Según él, ya está cerrando su ciclo con respecto a la atmósfera visual estadounidense. La llegada de una beca en el Diplomado de Fotografía de Moda de FotoDesign en junio de este año, fue en parte una motivación para migrar de su área y reconocer nuevos espacios de (y en el) estudio.

20s: ¿Hacia dónde pretendes llevar tu trabajo ahora?

IS: Muy buena pregunta, creo que aún lo estoy descifrando. Hace poco me gané la beca, entonces creo que ahí voy a resolver mucho de esto. Llegó en un momento en que no sabía muy bien hacia dónde iba la micro con lo que hago, no en un sentido de estar perdido, sino que ya hice todo lo que podía hacer. Entrar ahora va a ser una oportunidad para conocer gente nueva, quiero enfocarme en las editoriales y darle duro al video, que es mi fuerte.

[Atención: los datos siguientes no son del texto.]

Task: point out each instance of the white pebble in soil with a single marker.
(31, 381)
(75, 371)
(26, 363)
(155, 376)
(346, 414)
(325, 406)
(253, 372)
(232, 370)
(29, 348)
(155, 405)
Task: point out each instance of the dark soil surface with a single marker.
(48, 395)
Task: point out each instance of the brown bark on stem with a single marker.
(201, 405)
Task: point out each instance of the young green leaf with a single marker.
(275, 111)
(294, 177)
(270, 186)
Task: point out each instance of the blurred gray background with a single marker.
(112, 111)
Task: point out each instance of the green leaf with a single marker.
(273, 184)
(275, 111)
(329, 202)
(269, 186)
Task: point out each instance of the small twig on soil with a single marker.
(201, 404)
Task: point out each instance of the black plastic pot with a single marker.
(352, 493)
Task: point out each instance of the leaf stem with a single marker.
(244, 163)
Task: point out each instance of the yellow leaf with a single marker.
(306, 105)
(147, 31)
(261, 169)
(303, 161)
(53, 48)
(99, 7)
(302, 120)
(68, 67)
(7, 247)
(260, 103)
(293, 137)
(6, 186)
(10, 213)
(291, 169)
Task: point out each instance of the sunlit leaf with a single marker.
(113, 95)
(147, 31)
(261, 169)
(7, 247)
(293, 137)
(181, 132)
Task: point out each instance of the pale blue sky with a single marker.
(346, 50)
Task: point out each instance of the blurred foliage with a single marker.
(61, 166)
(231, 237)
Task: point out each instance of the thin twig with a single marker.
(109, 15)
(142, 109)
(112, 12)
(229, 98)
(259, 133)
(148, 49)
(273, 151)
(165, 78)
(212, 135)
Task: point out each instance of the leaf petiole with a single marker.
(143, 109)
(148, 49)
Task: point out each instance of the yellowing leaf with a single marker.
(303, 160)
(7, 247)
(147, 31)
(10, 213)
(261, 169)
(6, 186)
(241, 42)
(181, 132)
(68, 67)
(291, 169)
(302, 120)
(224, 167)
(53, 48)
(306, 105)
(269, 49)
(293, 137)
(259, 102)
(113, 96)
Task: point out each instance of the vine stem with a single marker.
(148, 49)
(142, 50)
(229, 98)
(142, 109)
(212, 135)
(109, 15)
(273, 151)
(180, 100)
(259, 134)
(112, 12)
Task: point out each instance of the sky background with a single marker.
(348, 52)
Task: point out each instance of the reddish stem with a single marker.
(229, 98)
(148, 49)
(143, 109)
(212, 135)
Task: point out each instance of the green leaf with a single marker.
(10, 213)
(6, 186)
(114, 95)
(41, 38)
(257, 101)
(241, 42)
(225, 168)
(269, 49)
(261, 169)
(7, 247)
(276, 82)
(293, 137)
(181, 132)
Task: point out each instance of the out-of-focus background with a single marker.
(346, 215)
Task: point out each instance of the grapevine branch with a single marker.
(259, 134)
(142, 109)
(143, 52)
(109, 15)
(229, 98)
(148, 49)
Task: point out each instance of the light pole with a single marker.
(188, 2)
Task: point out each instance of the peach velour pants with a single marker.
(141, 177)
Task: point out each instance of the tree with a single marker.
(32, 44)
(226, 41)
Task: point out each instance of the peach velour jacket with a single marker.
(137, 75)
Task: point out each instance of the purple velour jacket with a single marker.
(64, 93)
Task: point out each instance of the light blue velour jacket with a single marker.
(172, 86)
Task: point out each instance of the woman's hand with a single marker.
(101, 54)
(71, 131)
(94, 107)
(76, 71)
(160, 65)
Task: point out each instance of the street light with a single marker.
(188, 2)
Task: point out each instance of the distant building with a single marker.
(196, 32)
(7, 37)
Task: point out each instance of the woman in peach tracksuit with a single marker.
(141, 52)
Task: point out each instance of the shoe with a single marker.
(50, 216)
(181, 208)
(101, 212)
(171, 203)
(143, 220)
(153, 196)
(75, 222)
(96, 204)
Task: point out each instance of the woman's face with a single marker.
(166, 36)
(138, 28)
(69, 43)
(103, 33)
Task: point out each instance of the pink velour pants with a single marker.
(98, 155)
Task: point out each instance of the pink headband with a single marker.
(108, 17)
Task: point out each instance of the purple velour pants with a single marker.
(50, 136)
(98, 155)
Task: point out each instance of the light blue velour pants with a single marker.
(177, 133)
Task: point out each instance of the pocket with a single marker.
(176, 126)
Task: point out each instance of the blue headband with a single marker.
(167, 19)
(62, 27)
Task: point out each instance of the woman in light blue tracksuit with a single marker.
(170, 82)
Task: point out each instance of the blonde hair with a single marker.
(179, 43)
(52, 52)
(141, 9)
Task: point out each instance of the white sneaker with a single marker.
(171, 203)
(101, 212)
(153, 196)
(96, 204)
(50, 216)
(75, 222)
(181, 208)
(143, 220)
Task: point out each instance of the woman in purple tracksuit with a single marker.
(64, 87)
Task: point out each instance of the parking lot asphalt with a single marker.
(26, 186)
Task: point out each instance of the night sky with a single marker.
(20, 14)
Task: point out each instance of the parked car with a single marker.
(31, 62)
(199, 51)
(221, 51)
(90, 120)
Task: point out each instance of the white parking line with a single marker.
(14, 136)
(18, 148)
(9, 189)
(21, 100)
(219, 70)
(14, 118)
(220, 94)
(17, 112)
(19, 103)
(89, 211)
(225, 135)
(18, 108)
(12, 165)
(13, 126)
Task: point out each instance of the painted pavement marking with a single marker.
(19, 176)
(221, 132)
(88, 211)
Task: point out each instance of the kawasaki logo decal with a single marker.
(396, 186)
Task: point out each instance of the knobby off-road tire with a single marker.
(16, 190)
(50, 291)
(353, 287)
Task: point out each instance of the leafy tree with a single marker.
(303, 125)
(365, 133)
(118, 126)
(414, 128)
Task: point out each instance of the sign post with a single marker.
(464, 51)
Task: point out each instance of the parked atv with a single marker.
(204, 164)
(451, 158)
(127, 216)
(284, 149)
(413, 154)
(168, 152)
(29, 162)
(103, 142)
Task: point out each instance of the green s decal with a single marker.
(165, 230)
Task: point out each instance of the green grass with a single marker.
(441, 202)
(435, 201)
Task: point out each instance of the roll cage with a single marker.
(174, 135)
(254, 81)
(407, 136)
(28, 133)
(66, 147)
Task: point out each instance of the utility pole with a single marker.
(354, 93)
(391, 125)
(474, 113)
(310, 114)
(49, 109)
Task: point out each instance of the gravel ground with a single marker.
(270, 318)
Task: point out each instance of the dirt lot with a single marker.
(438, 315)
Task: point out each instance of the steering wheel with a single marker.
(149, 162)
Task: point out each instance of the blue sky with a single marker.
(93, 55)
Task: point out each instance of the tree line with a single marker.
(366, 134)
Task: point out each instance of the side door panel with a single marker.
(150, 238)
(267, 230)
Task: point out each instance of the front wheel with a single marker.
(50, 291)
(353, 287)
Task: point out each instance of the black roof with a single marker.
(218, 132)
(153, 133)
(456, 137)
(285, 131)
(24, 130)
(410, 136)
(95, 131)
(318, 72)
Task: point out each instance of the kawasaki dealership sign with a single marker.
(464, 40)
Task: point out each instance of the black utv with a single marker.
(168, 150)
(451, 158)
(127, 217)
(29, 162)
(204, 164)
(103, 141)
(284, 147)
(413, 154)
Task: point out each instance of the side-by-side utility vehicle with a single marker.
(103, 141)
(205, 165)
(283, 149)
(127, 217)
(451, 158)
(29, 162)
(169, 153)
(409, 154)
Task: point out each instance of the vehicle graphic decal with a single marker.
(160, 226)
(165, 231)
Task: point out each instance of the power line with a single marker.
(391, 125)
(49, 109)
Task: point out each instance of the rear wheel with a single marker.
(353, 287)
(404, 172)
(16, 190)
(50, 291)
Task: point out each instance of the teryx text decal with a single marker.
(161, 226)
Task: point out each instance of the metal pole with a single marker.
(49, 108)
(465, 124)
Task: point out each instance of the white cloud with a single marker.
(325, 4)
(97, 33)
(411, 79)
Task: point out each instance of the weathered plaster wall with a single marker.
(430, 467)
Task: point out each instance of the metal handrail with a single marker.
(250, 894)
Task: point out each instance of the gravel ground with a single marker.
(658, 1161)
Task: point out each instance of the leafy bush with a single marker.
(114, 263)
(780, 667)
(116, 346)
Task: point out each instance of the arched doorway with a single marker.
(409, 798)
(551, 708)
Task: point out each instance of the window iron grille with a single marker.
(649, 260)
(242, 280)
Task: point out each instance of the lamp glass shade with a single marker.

20s: Sientes que ya exploraste California, ¿hay algún otro espacio que te interese?

IS: Sí, hay un giro que quiero abordar. Es el brutalismo y, bueno, el minimalismo. Antes mis fotos tenían muchas cosas, muchos elementos en el fondo, bien yankee. Corresponde un poco a las estaciones de bencina, llenas de letreros y luces. Ahora estoy intentando buscar un camino más limpio, pero tratando de darle una vuelta para que no sea simplemente un fondo pelado, sino que el personaje o lo que se esté retratando viva en ese mundo. He descubierto el brutalismo, Europa en los 60s, 70s, la Guerra Fría. Me gusta mucho esa estética.

Hay algo muy distinto entre el american dream y las columnas de hormigón que responden a la construcción posguerra. Sepúlveda está en un punto de inflexión y su recorrido seguirá por distintos imaginarios visuales y nuevas rutas por descubrir. Lejos de conformarse con lo ya logrado, Ian mantiene su búsqueda por renovar su lenguaje.

IS: Ya logré contar mi viaje americano. Esto es como viajar para mí, explorando tus habilidades y tus gustos. Porque al final todo va cambiando. Últimamente que estoy trabajando más en moda, me doy cuenta de que hay muchas referencias europeas que en un momento descartaba totalmente y ahora veo que puedo abordarlas sin tener que parecerme al resto.